Abstract: Recent studies have attracted intense attention on the quasi-2D kagome superconductors $ A\text{V}_3\text{Sb}_5 $ ($ A = $ K, Rb, and Cs) where the unexpected chiral flux phase (CFP) associates with the spontaneous time-reversal symmetry breaking in charge density wave (CDW) states. Here, commencing from the 2-by-2 CDW phases, we bridge the gap between topological superconductivity (TSC) and time-reversal asymmetric CFP in kagome systems. Several chiral TSC states featuring distinct Chern numbers emerge for an s-wave or a d-wave superconducting pairing symmetry.
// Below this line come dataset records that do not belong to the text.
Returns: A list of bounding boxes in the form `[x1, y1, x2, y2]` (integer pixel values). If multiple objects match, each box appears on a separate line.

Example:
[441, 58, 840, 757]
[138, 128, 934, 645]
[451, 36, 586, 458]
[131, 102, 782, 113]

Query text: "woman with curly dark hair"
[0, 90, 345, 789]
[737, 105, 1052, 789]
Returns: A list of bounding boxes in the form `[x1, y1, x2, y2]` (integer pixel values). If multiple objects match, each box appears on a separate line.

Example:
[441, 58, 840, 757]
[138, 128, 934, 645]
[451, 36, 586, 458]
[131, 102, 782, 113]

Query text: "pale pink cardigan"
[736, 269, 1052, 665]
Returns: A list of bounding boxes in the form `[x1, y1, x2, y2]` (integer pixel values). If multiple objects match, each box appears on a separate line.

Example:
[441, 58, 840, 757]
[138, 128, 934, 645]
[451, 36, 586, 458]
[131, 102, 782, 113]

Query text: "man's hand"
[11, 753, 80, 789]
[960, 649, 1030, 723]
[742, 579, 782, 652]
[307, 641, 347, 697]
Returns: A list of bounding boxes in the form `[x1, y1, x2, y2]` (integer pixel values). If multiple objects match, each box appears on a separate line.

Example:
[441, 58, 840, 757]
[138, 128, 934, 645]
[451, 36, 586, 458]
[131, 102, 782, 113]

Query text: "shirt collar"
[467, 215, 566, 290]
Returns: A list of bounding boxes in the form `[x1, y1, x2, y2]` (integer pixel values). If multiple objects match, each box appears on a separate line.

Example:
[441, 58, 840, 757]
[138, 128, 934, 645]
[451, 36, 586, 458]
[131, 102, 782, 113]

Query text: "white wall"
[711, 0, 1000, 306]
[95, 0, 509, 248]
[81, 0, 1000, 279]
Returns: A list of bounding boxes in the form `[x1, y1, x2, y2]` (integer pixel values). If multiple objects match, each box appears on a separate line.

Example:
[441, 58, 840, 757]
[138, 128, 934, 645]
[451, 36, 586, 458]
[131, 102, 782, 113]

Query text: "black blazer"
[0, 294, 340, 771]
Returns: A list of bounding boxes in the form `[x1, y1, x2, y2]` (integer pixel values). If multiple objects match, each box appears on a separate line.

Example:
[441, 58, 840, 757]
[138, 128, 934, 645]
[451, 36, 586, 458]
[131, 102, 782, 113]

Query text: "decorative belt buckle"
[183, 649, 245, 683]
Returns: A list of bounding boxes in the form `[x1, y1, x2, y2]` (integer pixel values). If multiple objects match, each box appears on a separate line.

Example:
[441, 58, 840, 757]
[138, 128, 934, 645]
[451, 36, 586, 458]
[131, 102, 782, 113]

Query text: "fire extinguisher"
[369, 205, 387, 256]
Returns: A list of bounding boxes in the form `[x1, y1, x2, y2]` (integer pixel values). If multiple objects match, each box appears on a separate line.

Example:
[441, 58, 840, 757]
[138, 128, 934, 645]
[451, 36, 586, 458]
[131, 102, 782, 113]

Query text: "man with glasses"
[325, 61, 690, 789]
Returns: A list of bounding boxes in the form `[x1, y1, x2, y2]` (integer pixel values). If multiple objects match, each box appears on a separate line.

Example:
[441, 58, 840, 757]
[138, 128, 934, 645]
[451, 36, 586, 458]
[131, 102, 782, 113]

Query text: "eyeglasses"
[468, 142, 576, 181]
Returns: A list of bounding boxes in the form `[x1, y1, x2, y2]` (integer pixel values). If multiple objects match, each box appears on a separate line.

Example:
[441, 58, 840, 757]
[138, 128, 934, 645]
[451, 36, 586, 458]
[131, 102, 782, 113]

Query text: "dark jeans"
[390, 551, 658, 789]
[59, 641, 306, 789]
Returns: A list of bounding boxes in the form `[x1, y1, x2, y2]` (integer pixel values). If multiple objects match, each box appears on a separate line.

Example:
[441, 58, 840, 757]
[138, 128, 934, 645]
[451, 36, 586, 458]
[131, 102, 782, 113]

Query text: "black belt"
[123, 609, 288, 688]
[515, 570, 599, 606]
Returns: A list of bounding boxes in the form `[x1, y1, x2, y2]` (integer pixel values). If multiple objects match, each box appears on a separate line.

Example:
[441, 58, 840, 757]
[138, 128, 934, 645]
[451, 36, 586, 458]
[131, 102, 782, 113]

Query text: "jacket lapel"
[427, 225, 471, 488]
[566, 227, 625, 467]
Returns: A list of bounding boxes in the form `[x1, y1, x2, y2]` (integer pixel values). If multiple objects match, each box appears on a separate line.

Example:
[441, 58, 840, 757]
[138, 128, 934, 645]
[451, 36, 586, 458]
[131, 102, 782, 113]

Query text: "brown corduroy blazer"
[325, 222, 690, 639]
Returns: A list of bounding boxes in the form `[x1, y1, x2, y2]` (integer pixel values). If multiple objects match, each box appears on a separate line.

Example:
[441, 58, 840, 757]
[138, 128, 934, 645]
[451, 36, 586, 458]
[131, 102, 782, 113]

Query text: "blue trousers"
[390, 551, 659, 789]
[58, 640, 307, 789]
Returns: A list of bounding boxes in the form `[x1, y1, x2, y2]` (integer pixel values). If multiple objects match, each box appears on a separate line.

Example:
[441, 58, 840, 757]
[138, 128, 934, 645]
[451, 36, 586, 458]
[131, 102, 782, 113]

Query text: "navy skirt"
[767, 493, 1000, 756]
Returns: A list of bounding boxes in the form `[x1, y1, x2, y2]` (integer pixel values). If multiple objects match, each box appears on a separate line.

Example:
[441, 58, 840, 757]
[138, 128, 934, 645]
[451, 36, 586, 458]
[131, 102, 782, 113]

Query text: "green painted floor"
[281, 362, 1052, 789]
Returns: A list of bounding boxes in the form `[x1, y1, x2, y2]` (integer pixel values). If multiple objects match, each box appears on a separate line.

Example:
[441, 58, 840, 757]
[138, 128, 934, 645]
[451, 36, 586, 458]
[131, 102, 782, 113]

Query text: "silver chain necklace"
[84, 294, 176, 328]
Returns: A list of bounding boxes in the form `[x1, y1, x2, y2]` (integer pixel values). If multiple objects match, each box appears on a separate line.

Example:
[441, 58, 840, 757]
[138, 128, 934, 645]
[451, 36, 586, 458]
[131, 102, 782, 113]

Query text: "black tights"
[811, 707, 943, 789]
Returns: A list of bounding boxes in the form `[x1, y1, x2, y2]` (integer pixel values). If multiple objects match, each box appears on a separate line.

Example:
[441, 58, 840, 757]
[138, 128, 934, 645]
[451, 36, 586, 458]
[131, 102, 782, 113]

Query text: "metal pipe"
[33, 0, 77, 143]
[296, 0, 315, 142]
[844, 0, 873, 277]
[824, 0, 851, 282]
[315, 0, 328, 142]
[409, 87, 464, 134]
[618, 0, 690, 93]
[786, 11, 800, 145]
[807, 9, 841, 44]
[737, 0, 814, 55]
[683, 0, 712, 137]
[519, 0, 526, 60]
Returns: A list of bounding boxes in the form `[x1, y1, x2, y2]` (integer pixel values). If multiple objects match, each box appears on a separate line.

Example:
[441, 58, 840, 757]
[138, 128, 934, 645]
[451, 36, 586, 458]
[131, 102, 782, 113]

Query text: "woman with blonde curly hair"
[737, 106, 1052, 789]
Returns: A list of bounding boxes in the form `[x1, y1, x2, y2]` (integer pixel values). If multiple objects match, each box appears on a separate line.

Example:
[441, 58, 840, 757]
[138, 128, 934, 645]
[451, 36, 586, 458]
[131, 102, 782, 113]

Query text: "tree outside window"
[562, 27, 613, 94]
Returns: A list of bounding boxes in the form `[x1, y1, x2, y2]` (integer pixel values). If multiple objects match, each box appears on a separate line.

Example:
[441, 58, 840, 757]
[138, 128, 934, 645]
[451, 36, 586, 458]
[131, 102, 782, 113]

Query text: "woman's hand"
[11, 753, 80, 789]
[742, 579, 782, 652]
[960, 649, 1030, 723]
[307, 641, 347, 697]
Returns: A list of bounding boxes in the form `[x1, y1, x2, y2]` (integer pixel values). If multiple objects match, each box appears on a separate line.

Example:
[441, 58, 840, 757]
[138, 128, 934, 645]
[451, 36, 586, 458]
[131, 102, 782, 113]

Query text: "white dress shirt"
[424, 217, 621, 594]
Importantly, these CFP-based TSC phases possess unique gapless edge modes with mixed chiralities (i.e., both positive and negative chiralities), but with the net chiralities consistent with the Bogoliubov-de Gennes Chern numbers. We further study the transport properties of a two-terminal junction, using Chern insulator or normal metal leads via atomic Green's function method with Landauer-B\"uttiker formalism. In both cases, the normal electron tunneling and the crossed Andreev reflection oscillate as the chemical potential changes, but together contribute to plateau transmissions (1 and 3/2, respectively). These behaviors can be regarded as the signature of a topological superconductor hosting edge states with mixed chiralities.